Orders also took a hit because KB raised prices in some communities in a bid to capitalize on signs that demand for housing is strengthening.
Facebook warns employers not to demand passwords
NEW YORK (AP) _ Facebook is warning employers not to demand the passwords of job applicants, saying that it's an invasion of privacy that opens companies to legal liabilities.
The social networking company is also threatening legal action.
An Associated Press story this week documented cases of job applicants who are being asked during hiring interviews to reveal their Facebook passwords to prospective employers who want to check their backgrounds.
In a post on Friday, Facebook's chief privacy officer cautions that if an employer discovers that a job applicant is a member of a protected group, the employer may open itself up to claims of discrimination if it doesn't hire that person.
Zynga founder, other insiders to sell 43 million shares
NEW YORK (AP) _ Zynga's CEO and other insiders at the online games company plan to sell 43 million shares of stock in a public offering that will boost the amount of stock available for general trading by 35 percent.
Class B stock owned by Mark Pincus and others will be converted to regular, Class A shares. All shares have the same ownership value, but Class B stock has seven times the voting power.
Pincus, who founded Zynga Inc. in 2007, will control about 35 percent of the company once the offering is complete. He will retain his Class C shares, which have 70 times the voting power of Class A stock.

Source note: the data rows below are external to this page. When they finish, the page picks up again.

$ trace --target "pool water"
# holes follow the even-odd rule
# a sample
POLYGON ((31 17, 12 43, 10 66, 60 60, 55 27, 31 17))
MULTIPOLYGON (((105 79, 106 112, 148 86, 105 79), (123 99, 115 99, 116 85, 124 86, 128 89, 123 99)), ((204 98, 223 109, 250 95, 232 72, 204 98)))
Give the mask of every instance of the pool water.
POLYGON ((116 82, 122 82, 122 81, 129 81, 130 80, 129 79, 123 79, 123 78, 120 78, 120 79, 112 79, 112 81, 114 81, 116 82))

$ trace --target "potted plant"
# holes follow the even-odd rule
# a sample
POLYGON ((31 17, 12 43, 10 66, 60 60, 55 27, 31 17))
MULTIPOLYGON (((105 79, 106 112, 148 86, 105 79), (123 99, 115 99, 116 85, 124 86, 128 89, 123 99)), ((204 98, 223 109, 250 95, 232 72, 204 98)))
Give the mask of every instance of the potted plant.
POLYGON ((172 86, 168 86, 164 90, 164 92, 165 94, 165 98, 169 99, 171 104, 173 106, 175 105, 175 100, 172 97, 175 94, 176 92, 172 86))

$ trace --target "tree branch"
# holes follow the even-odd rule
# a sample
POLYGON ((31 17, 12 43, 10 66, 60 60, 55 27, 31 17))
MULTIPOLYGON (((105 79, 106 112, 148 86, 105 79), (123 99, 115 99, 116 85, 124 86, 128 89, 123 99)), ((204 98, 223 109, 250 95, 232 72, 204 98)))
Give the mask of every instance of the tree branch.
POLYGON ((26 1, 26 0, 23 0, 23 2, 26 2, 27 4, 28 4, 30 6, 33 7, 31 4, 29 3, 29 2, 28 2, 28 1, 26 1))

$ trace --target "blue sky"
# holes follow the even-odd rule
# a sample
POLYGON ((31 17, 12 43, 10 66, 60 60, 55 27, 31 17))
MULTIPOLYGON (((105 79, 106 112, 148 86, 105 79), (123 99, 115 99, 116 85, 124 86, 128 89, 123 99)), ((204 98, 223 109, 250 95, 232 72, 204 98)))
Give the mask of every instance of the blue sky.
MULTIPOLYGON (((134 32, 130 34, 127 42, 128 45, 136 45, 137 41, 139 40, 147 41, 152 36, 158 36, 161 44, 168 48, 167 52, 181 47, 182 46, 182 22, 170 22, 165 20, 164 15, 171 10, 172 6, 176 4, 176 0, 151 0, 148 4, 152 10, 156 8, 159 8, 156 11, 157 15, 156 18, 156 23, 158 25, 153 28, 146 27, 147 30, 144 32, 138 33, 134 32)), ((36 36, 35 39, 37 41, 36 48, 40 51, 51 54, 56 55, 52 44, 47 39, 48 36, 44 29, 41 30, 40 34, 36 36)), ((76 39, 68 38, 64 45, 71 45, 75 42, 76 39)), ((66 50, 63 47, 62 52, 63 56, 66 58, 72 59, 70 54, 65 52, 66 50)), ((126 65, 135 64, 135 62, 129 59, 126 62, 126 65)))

By The Associated Press(equals)
The Dow Jones industrial average closed up 34.59 points, or 0.3 percent, at 13,080.73. The Standard & Poor's 500 index inched up 4.33 points, or 0.3 percent, to 1,397.11 and the Nasdaq composite rose 4.6 points, or 0.2 percent, to 3,067.92.
Benchmark U.S. crude rose by $1.52 to finish at $106.87 per barrel in New York. Brent crude, which is used to price oil imported by U.S. refineries, rose by $1.99 to end at $125.13 in London.
In other energy trading, heating oil futures added 3 cents per gallon to finish at $3.21 and gasoline rose 5 cents to end at $3.39 per gallon. Natural gas futures rose less than a penny to finish at $2.28 per 1,000 cubic feet.